The spread of each group would be much more clearly defined and the group density far greater. As the nearest neighbour solution is sensitive to the value of K then greater values of K will result in higher classification accuracy. With three or four proximate groups of 50 values each then a K value of up to 30 may be used. With the addition of a greater number training points the effect of outliners on the KNN-algorithm will be negligible.

Blind testing


To ensure unprejudiced test results a number of blind tests were performed by a third party. The knowledge of which devices were switched under test was withheld from the author until such time as the third party individual was able to verify the algorithm generated switching event record returned by the author.

These tests were also conducted under increasingly difficult testing regimes to simulate equipment running in an overlapping and close switching manner. This allowed the performance of the algorithm to be assessed under the types of conditions which could be expected from general operation.

Conclusion and results


The medium scale tests conducted on the pharmacy buildings sub distribution board did confirm that this form of steady state power method could be employed to success on select groups of equipment where the number of possible devices is finite and manageable and where simultaneous switching is typically infrequent. Identification accuracies of 90-100 per cent were achieved under conditions expected from typical operation despite the fact that many of the devices used in the study were identical three phase motors.

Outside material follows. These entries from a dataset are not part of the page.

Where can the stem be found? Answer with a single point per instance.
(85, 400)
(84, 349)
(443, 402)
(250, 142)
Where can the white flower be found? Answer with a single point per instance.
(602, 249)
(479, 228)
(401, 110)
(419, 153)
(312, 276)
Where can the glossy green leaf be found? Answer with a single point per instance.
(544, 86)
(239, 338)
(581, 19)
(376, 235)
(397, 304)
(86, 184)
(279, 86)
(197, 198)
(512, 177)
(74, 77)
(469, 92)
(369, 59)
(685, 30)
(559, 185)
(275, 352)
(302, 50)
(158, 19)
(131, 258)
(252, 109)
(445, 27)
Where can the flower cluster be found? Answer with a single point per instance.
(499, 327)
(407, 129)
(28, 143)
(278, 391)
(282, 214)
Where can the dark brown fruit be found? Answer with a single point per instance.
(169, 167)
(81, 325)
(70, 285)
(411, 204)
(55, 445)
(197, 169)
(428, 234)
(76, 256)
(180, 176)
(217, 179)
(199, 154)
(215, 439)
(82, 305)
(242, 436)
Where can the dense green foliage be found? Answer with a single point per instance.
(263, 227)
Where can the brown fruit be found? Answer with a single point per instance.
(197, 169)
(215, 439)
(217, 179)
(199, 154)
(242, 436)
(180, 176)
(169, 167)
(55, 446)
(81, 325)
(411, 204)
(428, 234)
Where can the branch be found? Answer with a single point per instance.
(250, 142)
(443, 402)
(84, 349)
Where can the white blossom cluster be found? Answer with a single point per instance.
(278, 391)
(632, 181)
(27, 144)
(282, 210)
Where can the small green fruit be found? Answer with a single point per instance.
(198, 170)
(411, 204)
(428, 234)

This accuracy is expected to approach 100 per cent when larger K values are used during classification. The test results showed that the number of devices which could be monitored increased when the individual signature groups were distinct and decreased when signatures were alike. The identification accuracy also increased or decreased according to the same rule. However it was also evident from the other studies that there are still considerable hurdles to overcome until an all inclusive VEA concept is developed.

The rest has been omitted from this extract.